Le Satyricon, d'après Pétrone



Le Satyricon est l'un des rares romans rescapé de la tradition littéraire de l'Antiquité, tant l'histoire intellectuelle dédaigna cette pensée dédiée aux singularités. Dans son adaptation, Didier Carette réactive le tourment de vieux personnages passionnés par la beauté.

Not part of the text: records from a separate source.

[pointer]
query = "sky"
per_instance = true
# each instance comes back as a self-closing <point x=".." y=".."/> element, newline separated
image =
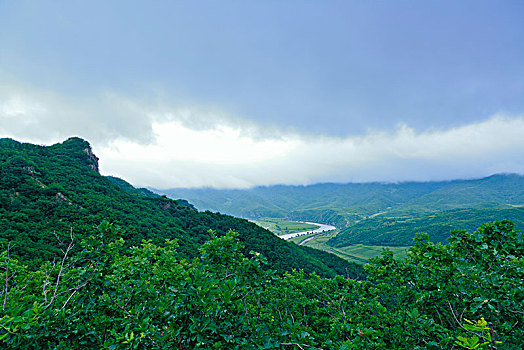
<point x="235" y="94"/>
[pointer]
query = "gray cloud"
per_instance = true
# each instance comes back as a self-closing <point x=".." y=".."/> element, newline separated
<point x="45" y="116"/>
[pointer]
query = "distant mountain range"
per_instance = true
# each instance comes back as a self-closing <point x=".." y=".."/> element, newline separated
<point x="375" y="213"/>
<point x="47" y="191"/>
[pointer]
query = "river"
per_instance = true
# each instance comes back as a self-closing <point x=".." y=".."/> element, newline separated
<point x="322" y="228"/>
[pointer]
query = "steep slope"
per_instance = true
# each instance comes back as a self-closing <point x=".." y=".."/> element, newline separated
<point x="379" y="213"/>
<point x="50" y="190"/>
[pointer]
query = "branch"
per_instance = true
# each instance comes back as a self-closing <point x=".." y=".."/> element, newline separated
<point x="6" y="274"/>
<point x="301" y="346"/>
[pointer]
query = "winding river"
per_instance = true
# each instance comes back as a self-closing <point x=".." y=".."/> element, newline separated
<point x="322" y="228"/>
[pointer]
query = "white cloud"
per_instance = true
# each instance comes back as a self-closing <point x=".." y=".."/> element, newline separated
<point x="226" y="157"/>
<point x="156" y="143"/>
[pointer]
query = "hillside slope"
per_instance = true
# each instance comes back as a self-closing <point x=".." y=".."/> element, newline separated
<point x="50" y="190"/>
<point x="377" y="213"/>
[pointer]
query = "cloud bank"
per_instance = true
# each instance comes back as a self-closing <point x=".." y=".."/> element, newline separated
<point x="161" y="144"/>
<point x="226" y="158"/>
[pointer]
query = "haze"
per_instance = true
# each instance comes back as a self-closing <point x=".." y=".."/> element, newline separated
<point x="239" y="94"/>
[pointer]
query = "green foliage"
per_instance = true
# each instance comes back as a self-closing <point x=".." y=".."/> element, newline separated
<point x="47" y="190"/>
<point x="399" y="230"/>
<point x="146" y="297"/>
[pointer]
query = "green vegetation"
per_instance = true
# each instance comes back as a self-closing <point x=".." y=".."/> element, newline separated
<point x="377" y="214"/>
<point x="49" y="190"/>
<point x="399" y="231"/>
<point x="468" y="294"/>
<point x="283" y="227"/>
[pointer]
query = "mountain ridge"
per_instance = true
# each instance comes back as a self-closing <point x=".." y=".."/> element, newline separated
<point x="51" y="190"/>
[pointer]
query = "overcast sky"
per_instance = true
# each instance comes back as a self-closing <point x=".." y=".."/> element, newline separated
<point x="244" y="93"/>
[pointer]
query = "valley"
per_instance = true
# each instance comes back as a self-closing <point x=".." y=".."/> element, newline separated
<point x="91" y="261"/>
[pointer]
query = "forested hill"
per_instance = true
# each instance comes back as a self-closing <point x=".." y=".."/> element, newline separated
<point x="384" y="214"/>
<point x="50" y="190"/>
<point x="345" y="204"/>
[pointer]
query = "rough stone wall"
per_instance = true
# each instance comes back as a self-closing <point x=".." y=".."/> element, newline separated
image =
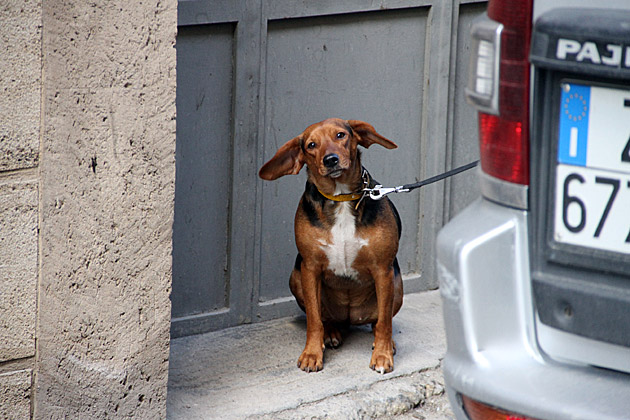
<point x="20" y="86"/>
<point x="107" y="177"/>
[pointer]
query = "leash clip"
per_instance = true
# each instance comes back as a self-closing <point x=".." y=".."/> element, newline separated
<point x="378" y="192"/>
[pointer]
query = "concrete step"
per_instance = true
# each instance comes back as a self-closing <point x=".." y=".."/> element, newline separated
<point x="250" y="371"/>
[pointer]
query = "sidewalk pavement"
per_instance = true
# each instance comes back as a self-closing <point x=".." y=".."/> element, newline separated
<point x="251" y="371"/>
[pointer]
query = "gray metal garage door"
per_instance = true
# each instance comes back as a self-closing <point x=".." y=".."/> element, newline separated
<point x="251" y="75"/>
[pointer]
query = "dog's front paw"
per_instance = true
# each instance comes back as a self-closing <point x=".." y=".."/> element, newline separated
<point x="311" y="361"/>
<point x="383" y="359"/>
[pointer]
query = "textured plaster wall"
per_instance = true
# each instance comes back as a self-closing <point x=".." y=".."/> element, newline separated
<point x="20" y="92"/>
<point x="107" y="173"/>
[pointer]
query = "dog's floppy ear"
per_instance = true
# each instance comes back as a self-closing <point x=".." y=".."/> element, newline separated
<point x="288" y="160"/>
<point x="368" y="136"/>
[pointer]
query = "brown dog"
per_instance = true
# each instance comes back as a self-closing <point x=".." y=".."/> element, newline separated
<point x="346" y="270"/>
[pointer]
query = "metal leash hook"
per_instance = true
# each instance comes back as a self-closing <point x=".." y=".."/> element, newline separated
<point x="378" y="192"/>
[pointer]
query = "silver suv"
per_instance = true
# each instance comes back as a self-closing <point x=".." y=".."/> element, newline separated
<point x="535" y="275"/>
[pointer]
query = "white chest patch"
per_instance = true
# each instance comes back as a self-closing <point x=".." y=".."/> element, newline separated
<point x="344" y="244"/>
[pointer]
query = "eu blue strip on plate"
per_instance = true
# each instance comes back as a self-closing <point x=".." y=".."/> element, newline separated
<point x="574" y="114"/>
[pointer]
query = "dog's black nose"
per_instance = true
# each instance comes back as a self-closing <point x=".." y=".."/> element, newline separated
<point x="331" y="160"/>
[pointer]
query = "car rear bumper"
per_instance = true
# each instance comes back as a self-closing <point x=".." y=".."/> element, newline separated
<point x="493" y="355"/>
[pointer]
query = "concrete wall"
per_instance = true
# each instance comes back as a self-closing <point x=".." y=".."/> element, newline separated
<point x="87" y="171"/>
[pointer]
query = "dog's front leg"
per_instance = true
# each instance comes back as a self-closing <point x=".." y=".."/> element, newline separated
<point x="383" y="354"/>
<point x="312" y="358"/>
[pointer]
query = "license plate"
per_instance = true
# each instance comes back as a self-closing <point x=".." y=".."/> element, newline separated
<point x="592" y="198"/>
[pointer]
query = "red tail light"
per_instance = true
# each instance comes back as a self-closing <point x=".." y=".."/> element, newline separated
<point x="480" y="411"/>
<point x="504" y="137"/>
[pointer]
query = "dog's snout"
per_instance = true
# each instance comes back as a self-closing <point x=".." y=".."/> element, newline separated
<point x="331" y="160"/>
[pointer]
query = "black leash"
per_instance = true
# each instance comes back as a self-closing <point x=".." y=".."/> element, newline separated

Sous l'astre noir du désir infini, fut écrit un roman satirique par un mystérieux Pétrone, au Ier siècle après J.-C. Didier Carette, habitué à adapter des romans (Le Maître et Marguerite, ou Le Cas Woyseck, par exemple) avec le Groupe Ex-Abrupto, remonte aux bas-fond de l'empire romain, à l'origine d'une décadence de la culture. De ce roman chaotique, il raboute les débris, en revigore les fantômes, tous déclassés, et les vieillit, sauf Giton, l'archange qui leur « ensorcelle l'âme et les affole sexuellement » écrit-il. Ces vieilles tantes se recroisent dans une zone napolitaine et viennent réchauffer une dernière fois leurs sens exsangues ou corrompus. Trimalchion (Laurent Perez) va en fauteuil roulant, spectre dont les lunettes de soleil craignent les rêves d'amour et dont les tétons pansés ou les diverses brûlures de cigarettes, avouent la rage, à ne bander que mortifié. Ascyltos (Olivier Jeannelle) l'érotomane, bouffonne devant l'effroi de la mort, à demi-fou d'avoir perdu toute illusion, et Encolpe, le narrateur (Georges Gaillard), émacié, débarque avec sa mélancolie et une valise de livres, bouclé dans son imper, le regard ombré d'un petit feutre. Seul le poète Eumolpus s'est résigné à voir dans l'objet commun de leurs désirs une petite frappe et en a tiré une philosophie des vertiges du jeu (théâtral) et de l'abstinence. La langue érudite, comme possédée, couche avec celle de la rue, s'épuise à faire la grimace, parfois via un micro, dans un climat saturé de rumeurs musicales allant des chansons du cabaret napolitain aux hits techno parfumé de raï, en passant par des airs romantiques de films ou le bourdon d'un essaim de mouches.
Le metteur en scène tenaille cet univers, entre d'un côté une culture prostoïcienne qui déprime les désirs, et, de l'autre, leur piège morbide où l'amour joue l'appeau. L'érotisme ne promet des merveilles que pour ramener à la mort, au matriciel, au théâtre, sur des lisières urbaines dont les bandes blanches signalent un terrain de sport, auprès de palissades en résine d'où surgissent les trois Erinyes. Ce trio de sorcières gothiques, caricatures de mères dépoitraillées, pissent, mâchent goulûment des hot-dog grivois, enveniment de leurs sarcasmes les plaies de ces pantins qui aiment un giton. Les scènes enchaînent les stations d'un chemin de croix pour Encolpe, de l'entartage au meurtre pasolinien. Au bord du Styx, les livres ne lui sont plus rien, comparés au souvenir des jouissances exacerbées par la foi amoureuse. Il les jette, il répudie ces « magiciens de papier » qui ont promis les prodiges de L'Enéide et accouché d'une passion despotique pour un profane. Une dernière fois, il espère dans les bras de l'adorable ordure. Le vénusien garçon, dans sa haine de la culture, s'inclut dans un « nous les oubliés » qui fait signe aux banlieues actuelles d'Europe. Giton, plein de morgue, instrumentalise ses yeux de velours où miroite l'hypothèse d'un accord parfait, et se venge par la vénalité et l'abjection. Plongée dans les ténèbres est cette mise en scène qui excite le sempiternel combat de l'inférieur et du supérieur, qui chaque fois, glorifie le mystère envoûtant des beautés singulières. Cet éclairage exhume du tréfonds de l'Histoire un vieux chancre mélancolique en l'espèce du remords de la chair, qui, bien qu'enfoui, ne cesse de tourmenter.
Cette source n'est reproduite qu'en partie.